Dünya kapitalist sistemi krizdedir ve bu kriz giderek derinleşiyor. Emperyalist güçler dünyanın yeniden paylaşımı için savaşıyor. Bu savaşın en sıcak biçimlerini aldığı bir coğrafyada yaşıyoruz. Dünya kapitalist sistemi ile beraber Türkiye kapitalizmi de derin bir ekonomik ve siyasal krizin içinde, bunun bütün faturasını da bize yıkmak, bu krizde de kârlarına kâr katmak peşindeler. İşte bu koşullar altında TC devleti çözülmektedir, Saray Rejimi çözülmektedir. Bu noktada Erdoğan çoktan bitmiştir. Erdoğan gitsin de, diye erteleyeceğimiz bir noktada değiliz. Erdoğan’ın yerine gelecek olan, aynı çarkı sürdürdüğü sürece, bizim için ne değişecek? Bizim işimiz bu devleti kurtarmak değil.
Bu bir savaş. Bu savaş, biz işçi sınıfı ile iktidarda olan burjuva sınıfı arasında.
İşçi sınıfı için mesele, Saray Rejimi ile birlikte tüm burjuva egemenliği tarihin çöplüğüne göndermektir.
İşçi sınıfı, kendi sınıf çıkarlarını ortaya koymalıdır.
Biz, savaşsız ve sömürüsüz bir dünyadan yanayız. İşçi sınıfının ve tüm insanlığın kurtuluşu buna bağlı. Savaşsız ve sömürüsüz bir dünya, sosyalist devrimle başlayan bir süreçle kurulur. Sosyalist devrim, tüm fabrikaların, tüm hastahanelerin, tüm bankaların, tüm üretim araçlarının, tüm eğitimin kamulaştırılması demektir. Sosyalist devrim, tüm aşağılanmanın son bulması, her türden kimlik sorununun çözümü demektir. Sosyalist devrim, özgürlük demektir. Sosyalist devrim, tüm tarihle hesaplaşma, sosyalist devrim tüm halklarla barışmak demektir. Sosyalist devrim, bizim tek çıkış yolumuz!
Biz iktidara yürümeliyiz. Bu mümkündür! Biz hayatı üretenler, onu yönetmeye aday olmalıyız! Mesele direniş çizgisini geliştirmek ve örgütlemektir. Devrimin acil görevi budur!
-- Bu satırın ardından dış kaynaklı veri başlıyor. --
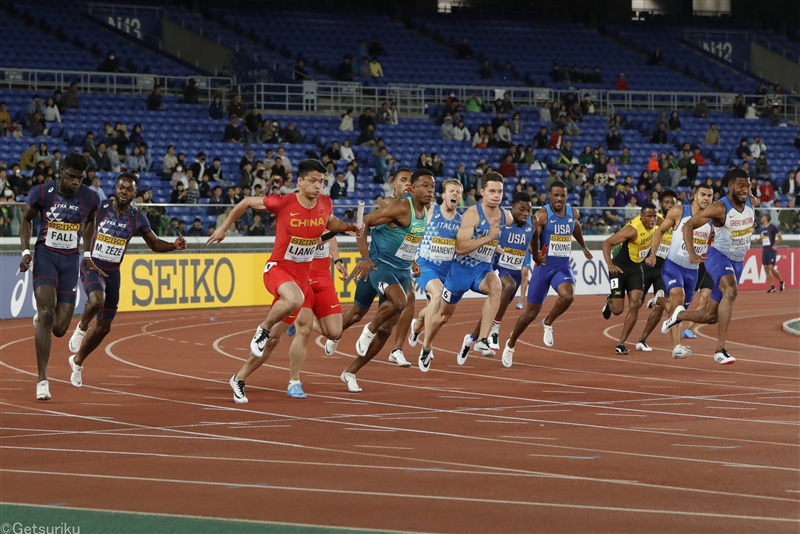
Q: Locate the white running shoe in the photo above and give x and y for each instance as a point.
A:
(721, 357)
(653, 301)
(330, 346)
(482, 346)
(508, 355)
(43, 390)
(680, 352)
(75, 377)
(413, 336)
(466, 346)
(397, 357)
(259, 341)
(672, 320)
(350, 380)
(76, 340)
(362, 344)
(238, 390)
(548, 334)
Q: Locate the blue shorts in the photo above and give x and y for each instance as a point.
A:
(674, 276)
(58, 270)
(719, 265)
(110, 286)
(462, 278)
(546, 276)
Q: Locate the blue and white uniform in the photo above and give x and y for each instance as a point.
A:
(557, 235)
(468, 270)
(438, 247)
(677, 270)
(731, 243)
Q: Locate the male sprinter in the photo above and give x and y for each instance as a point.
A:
(115, 223)
(679, 274)
(770, 238)
(510, 256)
(733, 219)
(64, 205)
(301, 219)
(554, 225)
(476, 244)
(436, 252)
(626, 271)
(386, 264)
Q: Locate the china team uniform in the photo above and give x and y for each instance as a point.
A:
(678, 271)
(112, 234)
(731, 243)
(468, 270)
(57, 251)
(438, 247)
(557, 235)
(296, 238)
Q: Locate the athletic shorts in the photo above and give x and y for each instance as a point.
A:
(675, 275)
(546, 276)
(58, 270)
(631, 279)
(462, 278)
(719, 265)
(321, 296)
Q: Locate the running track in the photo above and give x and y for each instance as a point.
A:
(573, 438)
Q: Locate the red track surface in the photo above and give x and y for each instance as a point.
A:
(571, 439)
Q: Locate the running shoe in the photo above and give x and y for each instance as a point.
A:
(723, 358)
(681, 352)
(76, 340)
(654, 301)
(238, 390)
(466, 346)
(75, 377)
(413, 336)
(397, 357)
(259, 341)
(330, 346)
(295, 391)
(43, 390)
(364, 340)
(350, 380)
(425, 357)
(508, 356)
(672, 320)
(548, 334)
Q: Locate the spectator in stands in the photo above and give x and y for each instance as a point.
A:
(655, 57)
(701, 109)
(485, 71)
(154, 99)
(660, 135)
(712, 135)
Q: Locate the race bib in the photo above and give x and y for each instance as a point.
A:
(408, 248)
(301, 250)
(63, 236)
(511, 259)
(560, 246)
(442, 249)
(108, 248)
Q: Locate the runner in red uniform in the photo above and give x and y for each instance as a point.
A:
(301, 218)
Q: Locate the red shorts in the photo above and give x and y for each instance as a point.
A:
(321, 296)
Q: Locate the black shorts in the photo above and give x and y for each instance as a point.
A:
(631, 278)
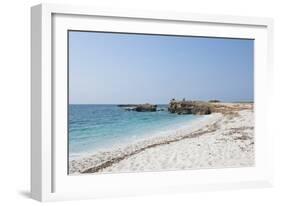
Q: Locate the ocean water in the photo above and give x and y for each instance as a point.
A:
(94, 128)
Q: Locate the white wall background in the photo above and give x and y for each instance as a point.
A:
(15, 100)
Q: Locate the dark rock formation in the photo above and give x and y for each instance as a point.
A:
(190, 107)
(145, 108)
(140, 107)
(127, 105)
(214, 101)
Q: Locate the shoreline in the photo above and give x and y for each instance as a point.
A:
(184, 145)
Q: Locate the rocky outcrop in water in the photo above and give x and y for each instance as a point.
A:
(190, 107)
(141, 107)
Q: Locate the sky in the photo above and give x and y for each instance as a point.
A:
(115, 68)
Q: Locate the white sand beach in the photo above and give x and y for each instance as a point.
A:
(221, 139)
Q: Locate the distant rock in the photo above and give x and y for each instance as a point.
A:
(190, 107)
(146, 108)
(214, 101)
(127, 105)
(140, 107)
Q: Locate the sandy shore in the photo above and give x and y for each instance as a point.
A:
(222, 139)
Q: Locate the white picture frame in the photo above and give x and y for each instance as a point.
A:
(49, 179)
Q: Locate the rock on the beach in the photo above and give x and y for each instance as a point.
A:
(189, 107)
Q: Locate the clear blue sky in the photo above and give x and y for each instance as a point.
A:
(108, 68)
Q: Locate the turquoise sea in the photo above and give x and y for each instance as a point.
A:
(98, 127)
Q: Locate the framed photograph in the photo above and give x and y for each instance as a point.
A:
(136, 102)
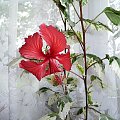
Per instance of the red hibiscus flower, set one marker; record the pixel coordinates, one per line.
(42, 63)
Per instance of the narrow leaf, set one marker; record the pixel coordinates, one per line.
(113, 15)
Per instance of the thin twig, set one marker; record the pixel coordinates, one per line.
(95, 63)
(76, 74)
(93, 21)
(85, 59)
(95, 110)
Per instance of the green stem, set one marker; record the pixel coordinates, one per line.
(85, 59)
(76, 75)
(95, 63)
(93, 20)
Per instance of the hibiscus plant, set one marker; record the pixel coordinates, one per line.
(46, 54)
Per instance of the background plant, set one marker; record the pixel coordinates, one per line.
(61, 100)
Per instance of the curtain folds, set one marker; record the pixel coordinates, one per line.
(20, 18)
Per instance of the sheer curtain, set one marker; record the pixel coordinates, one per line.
(20, 18)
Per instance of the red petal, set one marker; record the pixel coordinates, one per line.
(37, 69)
(58, 80)
(64, 59)
(32, 49)
(55, 39)
(54, 66)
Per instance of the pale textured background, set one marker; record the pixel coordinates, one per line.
(18, 19)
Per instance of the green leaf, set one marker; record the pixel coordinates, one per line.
(90, 101)
(115, 64)
(93, 78)
(47, 117)
(80, 111)
(53, 99)
(113, 15)
(96, 59)
(75, 57)
(111, 59)
(80, 68)
(97, 25)
(63, 112)
(63, 5)
(105, 117)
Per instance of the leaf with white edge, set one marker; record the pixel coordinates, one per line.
(15, 62)
(113, 15)
(47, 117)
(53, 99)
(105, 117)
(64, 112)
(80, 111)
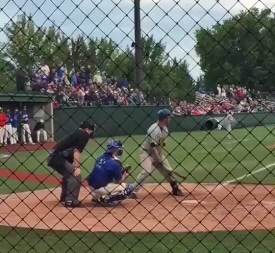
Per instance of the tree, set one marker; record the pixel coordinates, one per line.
(238, 51)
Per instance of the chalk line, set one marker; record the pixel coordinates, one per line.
(236, 141)
(4, 156)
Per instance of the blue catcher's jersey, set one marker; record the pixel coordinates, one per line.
(105, 171)
(25, 117)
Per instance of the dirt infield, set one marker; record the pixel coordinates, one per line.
(205, 208)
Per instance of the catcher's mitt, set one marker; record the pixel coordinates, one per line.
(126, 169)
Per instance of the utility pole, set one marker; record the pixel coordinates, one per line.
(137, 44)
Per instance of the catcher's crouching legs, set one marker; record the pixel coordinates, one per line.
(111, 194)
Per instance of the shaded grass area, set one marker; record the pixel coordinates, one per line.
(26, 240)
(206, 157)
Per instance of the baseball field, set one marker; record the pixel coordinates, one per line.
(229, 204)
Direnişi büyütmeli ve daha da örgütlemeliyiz! Bugün Birleşik Emek Cephesi bunun yoludur. Devrimci tüm güçler, tüm gruplar, tüm devrimci siyasal eğilimler, tüm yerel işçi örgütlenmeleri, tüm fabrikalardaki işçi konseyleri, gözlerini iktidara dikerek, Birleşik Emek Cephesi’nde birleşmek zorundadır. Bu sadece bir çağrı değil, bu aynı zamanda, devrimi olanaklı hâle getirmenin tek yoludur.
* * *
Bundan yüz elli yıl önce “İşçi sınıfının zincirlerinden başka kaybedecek şeyleri yok, kazanacakları bir dünya var. Bütün ülkelerin işçileri, birleşin!” diyordu Komünist Manifesto’da Marx ve Engels. Yineliyoruz: “Bir zincir yitirenler, bir dünya kazanacak!”
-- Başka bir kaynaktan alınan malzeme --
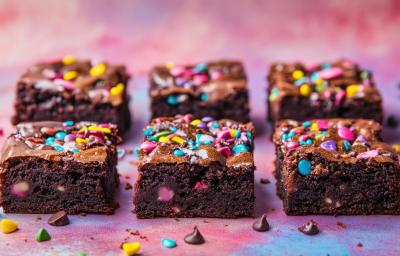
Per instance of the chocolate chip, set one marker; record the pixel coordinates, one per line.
(265, 181)
(392, 121)
(310, 228)
(261, 224)
(195, 237)
(59, 219)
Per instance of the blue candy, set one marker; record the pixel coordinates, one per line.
(240, 148)
(50, 141)
(179, 152)
(203, 96)
(148, 131)
(172, 100)
(61, 135)
(168, 243)
(304, 167)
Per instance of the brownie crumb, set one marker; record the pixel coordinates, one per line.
(310, 228)
(265, 181)
(392, 121)
(341, 225)
(128, 186)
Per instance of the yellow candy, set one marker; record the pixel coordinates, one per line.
(80, 140)
(297, 74)
(352, 90)
(131, 248)
(164, 139)
(170, 65)
(305, 90)
(178, 140)
(8, 226)
(196, 122)
(314, 127)
(100, 129)
(98, 70)
(117, 90)
(70, 75)
(68, 60)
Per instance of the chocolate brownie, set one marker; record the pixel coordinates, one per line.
(336, 167)
(195, 168)
(71, 89)
(217, 89)
(50, 166)
(332, 90)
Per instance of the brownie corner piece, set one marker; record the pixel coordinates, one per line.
(336, 167)
(195, 168)
(48, 166)
(217, 89)
(340, 89)
(74, 89)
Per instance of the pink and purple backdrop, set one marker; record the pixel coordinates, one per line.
(144, 33)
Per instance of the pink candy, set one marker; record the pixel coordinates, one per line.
(322, 124)
(177, 71)
(225, 152)
(200, 79)
(292, 145)
(345, 133)
(66, 84)
(165, 194)
(148, 146)
(200, 185)
(330, 73)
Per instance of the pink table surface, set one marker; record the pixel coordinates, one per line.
(144, 33)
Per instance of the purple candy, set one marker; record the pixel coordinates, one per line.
(346, 134)
(207, 119)
(329, 145)
(368, 154)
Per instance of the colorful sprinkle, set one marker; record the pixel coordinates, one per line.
(304, 167)
(8, 226)
(131, 248)
(168, 243)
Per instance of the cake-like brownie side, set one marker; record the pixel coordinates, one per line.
(195, 168)
(339, 89)
(336, 167)
(71, 89)
(217, 89)
(48, 166)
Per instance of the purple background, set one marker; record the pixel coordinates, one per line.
(145, 33)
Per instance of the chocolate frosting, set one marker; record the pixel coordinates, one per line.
(185, 139)
(220, 80)
(53, 76)
(327, 82)
(84, 142)
(347, 140)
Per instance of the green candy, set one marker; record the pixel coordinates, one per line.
(42, 235)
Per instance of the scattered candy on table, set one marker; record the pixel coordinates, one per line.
(42, 235)
(168, 243)
(131, 248)
(8, 226)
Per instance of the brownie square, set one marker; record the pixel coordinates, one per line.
(71, 89)
(336, 167)
(50, 166)
(217, 89)
(195, 168)
(339, 89)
Bundan yüz yıl önce Rosa Luxemburg dövülerek öldürüldü ve nehre atıldı. Unutmuyoruz. “Ya sosyalizm ya barbarlık!” demişti, doğruydu. Tekrarlıyoruz. “Vardık, varız, var olacağız!”
Ve yolumuz bellidir, vazgeçmiyoruz.
Yolumuz Paris Komüncülerinin yoludur.
Yolumuz Ekim Devrimi’ni dünyaya armağan eden Lenin’in ve yoldaşlarının yoludur.
Yolumuz sosyalizmin güzel adası Küba’nın, Che’nin ve Komutan Fidel’in yoludur.
Yolumuz “kurtuluşa kadar savaş” diyen Mahir Çayan’ın yoludur.
Yolumuz Deniz Gezmiş’in, Sinan’ın yoludur.
Yolumuz ser verip sır vermeyen önder İbrahim Kaypakkaya’nın yoludur.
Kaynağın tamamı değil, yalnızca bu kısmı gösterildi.